Programs in compiled languages are processed to some code completely before program execution. Scripting languages are translated dynamically in process of execution and often include facilities for dynamic code generation and including files with source code.

Thus, all scripting languages are application languages, but opposite is not true. System languages are always compiled languages, as scripting languages usually include features, that are not pragmatic to implement in terms of the language itself. Note, however, that scripting(interpreted)/compiled difference is more about implementation: for some languages both types of implementations may exist, as for haskell.

• I think it's a fallacy to draw this interpreted/compiled dichotomy. I also don't think it's a subset relation, though certainly the sets have some non empty intersection. Likewise, high and low level don't know accurately describe the distinction. Prolog is very high level, but is not a scripting language the way bash or java script is. – jmite Aug 18 '12 at 23:11

Others have covered attributes that tend to be associated with scripting languages and with non-scripting languages.
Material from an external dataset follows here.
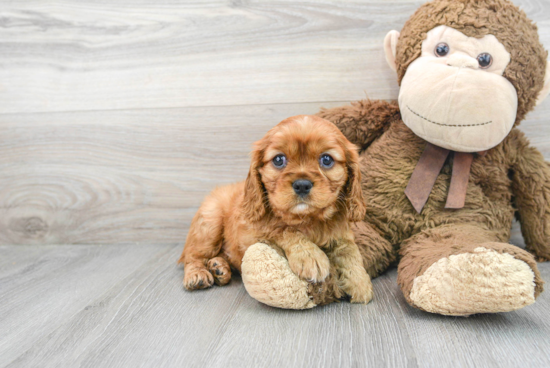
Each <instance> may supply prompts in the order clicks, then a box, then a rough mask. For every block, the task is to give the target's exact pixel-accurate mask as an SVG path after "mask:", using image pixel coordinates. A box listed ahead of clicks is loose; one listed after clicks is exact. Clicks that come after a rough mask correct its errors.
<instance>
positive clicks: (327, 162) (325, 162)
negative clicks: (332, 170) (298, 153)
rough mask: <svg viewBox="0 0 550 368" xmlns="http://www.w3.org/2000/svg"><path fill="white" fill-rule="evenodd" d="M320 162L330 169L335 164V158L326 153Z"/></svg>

That's helpful for getting a feeling about what people mean when they use the term "scripting language", but I feel it's more important to understand that there is simply no neatly defined boundary: Two knowledgeable people could disagree about whether a particular language X is a scripting language. The term "scripting language" nevertheless has utility because there is broad agreement about languages that are far inside, or far outside, the boundary.

Compare "family car" vs. "sportscar", or "magazine" vs. "newspaper". I daresay that it would be difficult to come up with a 100% reliable rule to differentiate every family car from every sportscar that is generalisable (meaning that it does not basically amount to enumerating all existing cars in each category) and at least potentially objective (meaning it would be acceptable to everybody). But these terms are still useful in practice, because although there are some cases that are hard to decide, many cars are clearly in one category and not the other.

A difference I haven't yet seen mentioned is that when used as intended, the execution time of most scripts will be dominated by "macroscopic" operations, and the performance of microscopic operations will not have a significant effect on overall execution time. For example, if a ray-tracing animation program might include a scripting language with a "render image" statement, a script to produce 240 frames of animation might spend four hours in the "render image" statement, and a total of four seconds doing everything else. Even if one were to speed up everything outside the rendering engine by a factor of a million, that would have less effect on overall performance than speeding up the rendering engine by 0.1%.